Cybercrimes are no longer surprises these days. Android devices are more vulnerable as hackers can steal your complete personal information from your one device and cause you lifetime damage. When we talk about the regular security update of Android, it can be a serious concern for thousands of Android users. The main concern in maintaining Android security is that most users are not aware of security updates and not every handset is getting security patch by manufacturer timely. This can be a good example of why Android / Google ecosystems urge to purchase Pixel.
How to check vulnerability on android?
There is a number of latest Android devices including Samsung Galaxy Note 10+ 5G are missing security updates for December 2019. According to a recent statement by Samsung:
“While we are doing our best to deliver the security patches as soon as possible to all applicable models, the delivery time of security patches may vary depending on the regions and models”
This statement is worrisome for Android users with previous versions as their phones are lacking the latest security updates and hackers are more advanced than your previous security locks.
CVE-2019-2232- The most dangerous vulnerability
A wide variety of Android devices are missing the December update. We are emphasizing on December update again and again because of CVE-2019-2232. As reported by NIST (National Vulnerability database) a malicious message can cause a denial of service attack and cause permanent damage and would likely brick your Android device running with Android 8, 8.1,9,10 versions.
Security update for December includes a patch for CVE-2019-2232 and if your phone receives any notification for installing this update install this immediately. But the critical part is there are very few Android devices having this update and December is already gone. The update was launched on 2nd December, and Google said that:
“In general, it takes about one and a half calendar weeks for the OTA to reach every Google device.”
(it is just for pixel handset)
StrandHogg- threatening vulnerability
Putting 500 Android apps at a security risk
Apple Company manufactures both hardware and software for its devices, unlikely there are hundreds of Android manufacturers. If you have missed security notification, you can check it by going into
Settings > about phone > Android version
Security issues for Android devices are rising continuously. There is a Google camera app using which hackers or intruders can shoot pictures or videos from your Android device without your knowledge. This vulnerability is affecting thousands of Android users.
A vulnerability is discovered in next-generation Android messaging, RCS (Rich Communication Service). By this attack, the user’s credentials for banks or other important assets can be stolen by phishing or by spoofing caller ID.

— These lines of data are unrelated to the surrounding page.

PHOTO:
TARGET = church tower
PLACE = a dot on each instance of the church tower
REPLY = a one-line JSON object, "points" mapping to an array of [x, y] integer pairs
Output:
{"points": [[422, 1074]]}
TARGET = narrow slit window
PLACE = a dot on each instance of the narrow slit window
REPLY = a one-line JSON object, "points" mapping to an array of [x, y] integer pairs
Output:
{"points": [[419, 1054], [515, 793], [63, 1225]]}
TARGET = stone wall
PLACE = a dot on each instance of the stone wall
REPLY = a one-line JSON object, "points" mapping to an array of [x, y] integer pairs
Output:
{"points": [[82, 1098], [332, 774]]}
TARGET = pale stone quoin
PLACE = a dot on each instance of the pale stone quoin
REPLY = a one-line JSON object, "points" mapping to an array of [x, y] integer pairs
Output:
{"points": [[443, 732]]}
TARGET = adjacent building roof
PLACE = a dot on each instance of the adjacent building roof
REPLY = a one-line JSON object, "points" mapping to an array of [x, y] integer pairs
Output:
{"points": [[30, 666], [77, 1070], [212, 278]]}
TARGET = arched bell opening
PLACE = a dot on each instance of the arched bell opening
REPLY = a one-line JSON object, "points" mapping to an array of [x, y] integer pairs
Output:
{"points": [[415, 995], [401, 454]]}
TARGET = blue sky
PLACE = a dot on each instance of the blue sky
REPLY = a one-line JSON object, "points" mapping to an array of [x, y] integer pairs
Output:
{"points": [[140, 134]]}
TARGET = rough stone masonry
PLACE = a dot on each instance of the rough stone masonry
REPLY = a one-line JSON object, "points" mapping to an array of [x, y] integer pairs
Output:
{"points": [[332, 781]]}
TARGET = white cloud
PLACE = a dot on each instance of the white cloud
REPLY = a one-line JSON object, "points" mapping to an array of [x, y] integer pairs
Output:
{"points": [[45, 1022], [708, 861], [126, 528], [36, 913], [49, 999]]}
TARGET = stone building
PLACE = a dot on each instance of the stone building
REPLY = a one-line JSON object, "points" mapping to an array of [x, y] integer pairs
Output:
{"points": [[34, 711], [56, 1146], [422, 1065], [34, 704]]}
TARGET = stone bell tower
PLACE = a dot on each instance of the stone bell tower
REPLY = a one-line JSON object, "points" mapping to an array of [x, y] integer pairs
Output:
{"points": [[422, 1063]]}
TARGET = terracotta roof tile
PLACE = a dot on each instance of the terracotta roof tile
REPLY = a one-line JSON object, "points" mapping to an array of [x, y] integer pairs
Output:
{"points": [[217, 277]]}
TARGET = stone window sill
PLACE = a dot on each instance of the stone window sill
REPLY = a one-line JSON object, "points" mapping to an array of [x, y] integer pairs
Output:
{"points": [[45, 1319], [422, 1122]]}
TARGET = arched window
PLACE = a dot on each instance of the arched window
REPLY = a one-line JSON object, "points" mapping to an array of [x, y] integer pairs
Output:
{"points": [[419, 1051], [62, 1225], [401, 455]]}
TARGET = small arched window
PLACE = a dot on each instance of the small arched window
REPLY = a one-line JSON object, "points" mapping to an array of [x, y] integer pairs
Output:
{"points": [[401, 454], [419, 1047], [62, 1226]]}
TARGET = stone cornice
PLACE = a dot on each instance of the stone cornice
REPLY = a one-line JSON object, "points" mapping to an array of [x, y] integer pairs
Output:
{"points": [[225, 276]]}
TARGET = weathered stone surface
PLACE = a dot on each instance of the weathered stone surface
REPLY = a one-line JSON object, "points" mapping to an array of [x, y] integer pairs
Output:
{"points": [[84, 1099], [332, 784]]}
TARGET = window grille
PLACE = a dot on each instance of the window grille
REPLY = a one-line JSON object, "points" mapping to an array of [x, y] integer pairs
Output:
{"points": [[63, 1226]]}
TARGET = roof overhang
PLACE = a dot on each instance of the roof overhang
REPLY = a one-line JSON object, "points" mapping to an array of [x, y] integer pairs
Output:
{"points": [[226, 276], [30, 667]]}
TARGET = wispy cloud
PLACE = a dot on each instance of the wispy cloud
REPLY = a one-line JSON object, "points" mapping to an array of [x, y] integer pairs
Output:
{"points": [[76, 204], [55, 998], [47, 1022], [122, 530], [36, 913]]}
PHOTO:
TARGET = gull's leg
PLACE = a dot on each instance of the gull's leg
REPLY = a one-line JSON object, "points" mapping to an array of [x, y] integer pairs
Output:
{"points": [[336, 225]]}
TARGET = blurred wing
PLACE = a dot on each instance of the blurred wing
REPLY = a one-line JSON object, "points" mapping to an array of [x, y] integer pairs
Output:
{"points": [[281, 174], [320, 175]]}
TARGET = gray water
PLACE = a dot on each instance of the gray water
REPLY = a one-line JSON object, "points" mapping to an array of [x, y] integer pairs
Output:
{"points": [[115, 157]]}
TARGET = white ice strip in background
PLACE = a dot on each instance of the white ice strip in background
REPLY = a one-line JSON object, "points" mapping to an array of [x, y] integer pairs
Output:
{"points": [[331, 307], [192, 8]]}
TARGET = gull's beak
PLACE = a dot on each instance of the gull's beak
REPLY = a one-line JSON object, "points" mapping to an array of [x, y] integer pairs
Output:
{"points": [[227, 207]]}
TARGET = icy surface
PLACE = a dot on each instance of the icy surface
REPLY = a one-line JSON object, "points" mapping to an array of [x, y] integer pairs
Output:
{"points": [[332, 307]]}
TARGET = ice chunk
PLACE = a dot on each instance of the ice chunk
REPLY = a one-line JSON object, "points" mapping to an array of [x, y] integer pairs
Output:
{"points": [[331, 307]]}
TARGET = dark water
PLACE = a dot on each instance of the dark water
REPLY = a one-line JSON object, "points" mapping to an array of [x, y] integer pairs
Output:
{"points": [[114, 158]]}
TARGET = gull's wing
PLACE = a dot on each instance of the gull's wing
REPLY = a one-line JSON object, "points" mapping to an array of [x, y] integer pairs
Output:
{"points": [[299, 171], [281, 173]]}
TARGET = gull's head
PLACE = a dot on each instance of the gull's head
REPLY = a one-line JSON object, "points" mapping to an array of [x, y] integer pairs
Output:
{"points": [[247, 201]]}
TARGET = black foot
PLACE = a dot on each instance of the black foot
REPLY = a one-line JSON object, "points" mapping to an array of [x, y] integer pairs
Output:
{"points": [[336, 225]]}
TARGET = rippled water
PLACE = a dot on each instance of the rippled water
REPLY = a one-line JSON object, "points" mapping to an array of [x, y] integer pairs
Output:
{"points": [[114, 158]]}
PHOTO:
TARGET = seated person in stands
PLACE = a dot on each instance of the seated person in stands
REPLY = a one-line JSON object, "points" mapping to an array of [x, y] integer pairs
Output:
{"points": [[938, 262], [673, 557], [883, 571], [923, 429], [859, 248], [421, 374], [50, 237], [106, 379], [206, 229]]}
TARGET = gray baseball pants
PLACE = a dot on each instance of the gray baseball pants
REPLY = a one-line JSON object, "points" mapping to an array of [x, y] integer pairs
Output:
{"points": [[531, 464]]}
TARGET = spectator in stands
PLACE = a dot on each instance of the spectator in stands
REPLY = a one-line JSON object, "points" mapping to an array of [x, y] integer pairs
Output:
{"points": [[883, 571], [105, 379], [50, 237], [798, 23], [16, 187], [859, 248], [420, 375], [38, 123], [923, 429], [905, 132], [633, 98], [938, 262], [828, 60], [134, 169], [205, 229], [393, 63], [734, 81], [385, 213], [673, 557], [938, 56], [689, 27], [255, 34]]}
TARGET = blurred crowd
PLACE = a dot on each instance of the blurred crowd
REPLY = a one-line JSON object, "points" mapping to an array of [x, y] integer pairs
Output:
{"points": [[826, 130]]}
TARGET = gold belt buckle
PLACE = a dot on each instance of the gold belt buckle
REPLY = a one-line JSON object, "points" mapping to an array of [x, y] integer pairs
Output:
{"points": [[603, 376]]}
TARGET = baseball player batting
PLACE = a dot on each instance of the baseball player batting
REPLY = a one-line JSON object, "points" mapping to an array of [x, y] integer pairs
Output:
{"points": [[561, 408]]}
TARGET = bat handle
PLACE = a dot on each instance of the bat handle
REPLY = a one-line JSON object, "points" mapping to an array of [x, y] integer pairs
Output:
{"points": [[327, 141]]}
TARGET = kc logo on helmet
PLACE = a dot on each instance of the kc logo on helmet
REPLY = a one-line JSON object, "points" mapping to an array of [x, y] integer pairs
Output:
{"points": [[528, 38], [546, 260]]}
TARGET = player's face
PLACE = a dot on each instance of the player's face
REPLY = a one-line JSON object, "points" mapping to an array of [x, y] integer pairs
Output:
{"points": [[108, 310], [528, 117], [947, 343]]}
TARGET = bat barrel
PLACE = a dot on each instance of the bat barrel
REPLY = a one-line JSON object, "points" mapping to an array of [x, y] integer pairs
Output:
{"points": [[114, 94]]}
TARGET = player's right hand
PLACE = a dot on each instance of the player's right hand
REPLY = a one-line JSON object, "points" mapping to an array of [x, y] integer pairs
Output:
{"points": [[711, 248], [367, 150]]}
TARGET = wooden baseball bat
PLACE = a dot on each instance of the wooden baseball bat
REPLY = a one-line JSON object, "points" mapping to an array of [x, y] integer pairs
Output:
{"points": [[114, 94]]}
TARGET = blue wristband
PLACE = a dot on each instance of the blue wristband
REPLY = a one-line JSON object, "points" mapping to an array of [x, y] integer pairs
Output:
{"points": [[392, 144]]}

Lastly, information about StrandHogg is published by security software developer Promon. This malware is attacking almost 500 Android apps and making them vulnerable to hacking and spoofing.
“Promon partner Lookout discovered 36 malicious apps that actually carried the vulnerability, and allowed bad actors (without root access) to listen in on Android users through a phone’s microphone, take control of the camera and remotely snap pictures, read and send SMS messages from a handset, make and record phone calls, learn a user’s location through GPS access, see photos and files on an Android handset, view contacts, phone logs and more.”
If you are having StrandHogg, you click on certain applications, then instead of opening that legit app it will ask you for certain permissions and once permissions are granted, hackers are free to intrude into your Android device. This vulnerability can lead to a phishing attack and hackers can steal your personal data.
Google is pairing up with security organizations to fight back these vulnerabilities and malware. It is hoped that the App Defense Alliance can get one step ahead of these hackers. The security organizations establish contact with Google with their explorations and close down such vulnerabilities. Therefore it is observed that Google did not take StrandHogg, Promon seriously until it caused huge damage to users and it is apparently not fixed yet. Many of the dropper apps that are responsible for spreading StrandHogg are still on Android devices and they need to be removed from the play store as soon as possible. For instance, PDF scanner app CamScanner has millions of downloads while it is highly vulnerable.